I am not sure what to do
well, the integration is certainly right, and since the domain is the same (x ≠ -ln2) I don't see the problem.
Now, if you write it as 1/2 tanh(2e^x), the domain is x < -ln2, then maybe that comes into play.
Monica, I believe both oobleck and I gave you an answer for this one when it was posted before.
But with Jiskha's current lack of a "Search" feature, I cannot find it.
I recall sending my answer through the "Wolfram" app and it was correct.
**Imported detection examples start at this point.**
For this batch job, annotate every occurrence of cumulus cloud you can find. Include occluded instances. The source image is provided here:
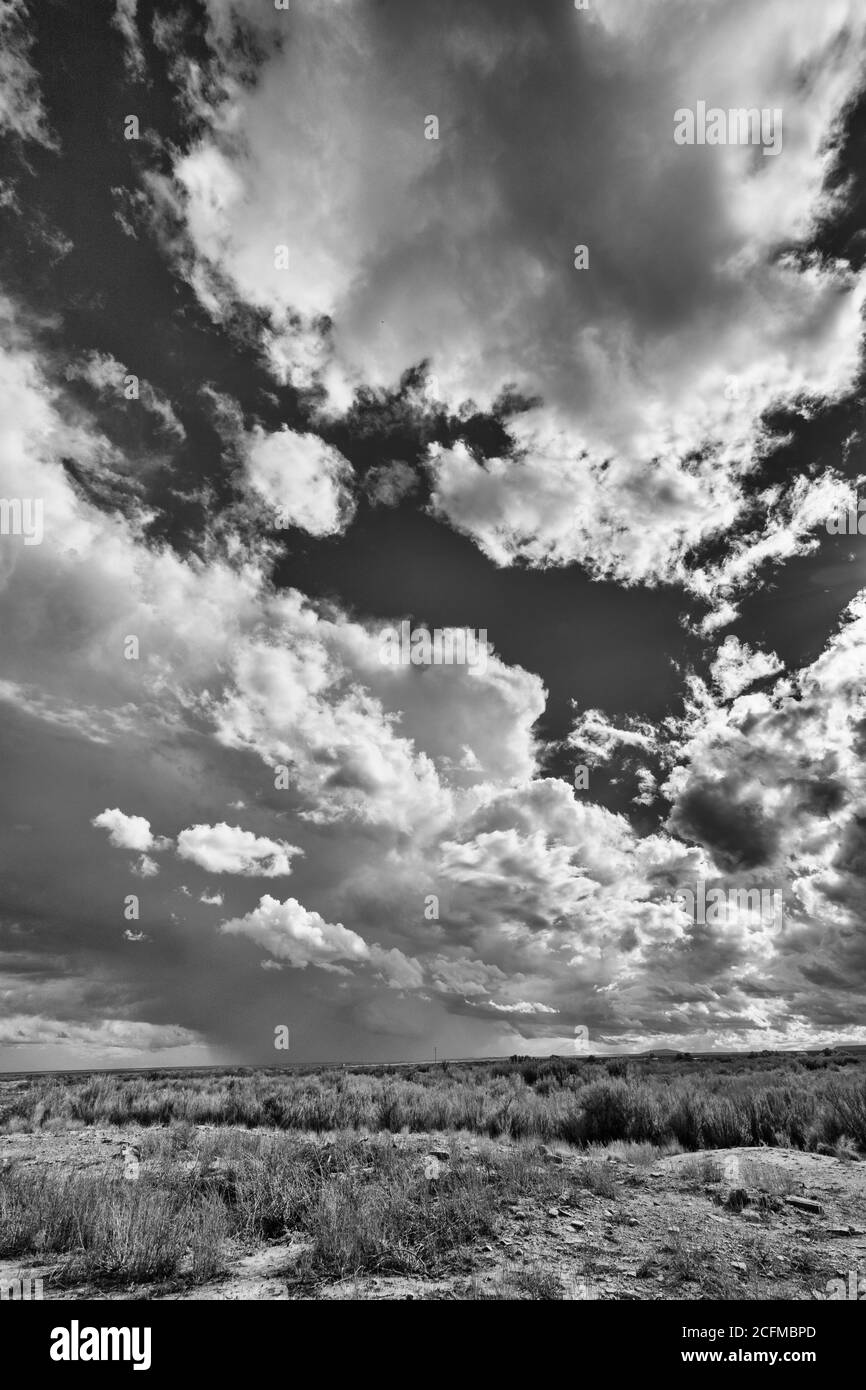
[90,806,156,852]
[150,0,866,613]
[220,894,370,970]
[178,820,303,878]
[246,427,354,535]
To solve this integral, you can start by simplifying the expression in the denominator. By multiplying the numerator and denominator by e^2x, you can rewrite the expression as follows:
∫ (e^-x) / (4 - e^-2x) dx
= ∫ (e^x * e^-x) / (4e^2x - 1) dx
= ∫ 1 / (4e^2x - 1) dx
Now, let's focus on the integral expression 1 / (4e^2x - 1). To solve this, we can try using a substitution method. Let u = 4e^2x - 1:
Differentiating both sides with respect to x, we get du = 8e^2x dx.
Rearranging, we have dx = (1/8e^2x) du.
Substituting the expressions for dx and u into the integral, we get:
∫ 1 / (4e^2x - 1) dx
= ∫ (1/8e^2x) du / u
= (1/8) ∫ (1/u) du
Integrating (1/u) du gives us ln|u| + C, where C is the constant of integration. Substituting back u = 4e^2x - 1, we obtain:
(1/8) ln|4e^2x - 1| + C
However, we need to make sure the domain of the function is correct. The natural logarithm function has a domain restriction, as it exists only for positive values. So, we need to ensure that the expression inside the logarithm is positive.
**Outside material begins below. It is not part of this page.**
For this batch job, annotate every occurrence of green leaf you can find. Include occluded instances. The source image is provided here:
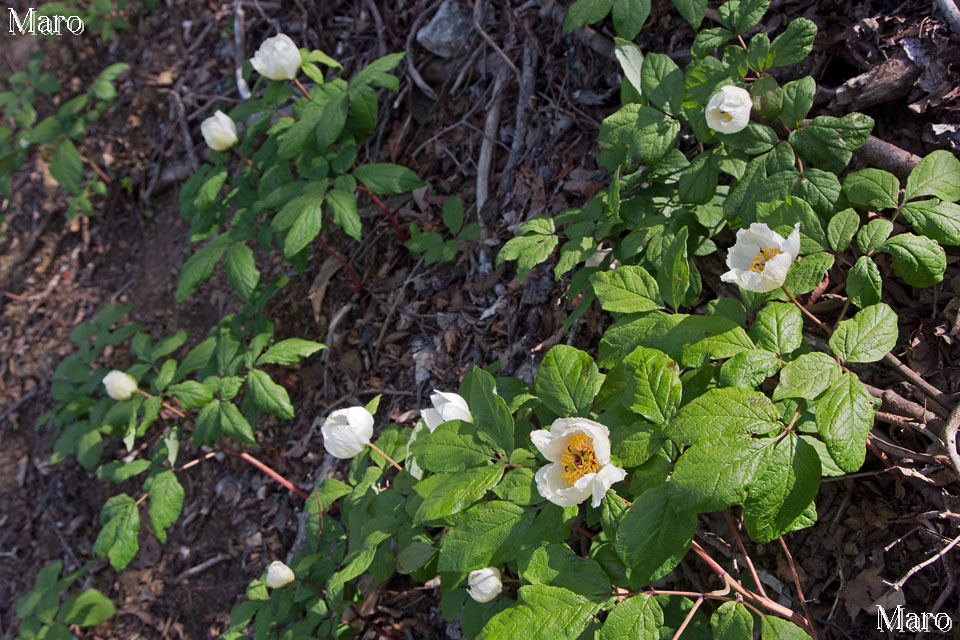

For ln|4e^2x - 1| to be positive, the argument 4e^2x - 1 must be greater than zero. Solving this inequality, we have:
4e^2x - 1 > 0
4e^2x > 1
e^2x > 1/4
2x > ln(1/4)
x > (1/2) ln(1/4)
x > -ln(2)/4
Therefore, the correct domain for the expression is x > -ln(2)/4.
So, the final solution should be:
(1/8) ln|4e^2x - 1| + C, for x > -ln(2)/4.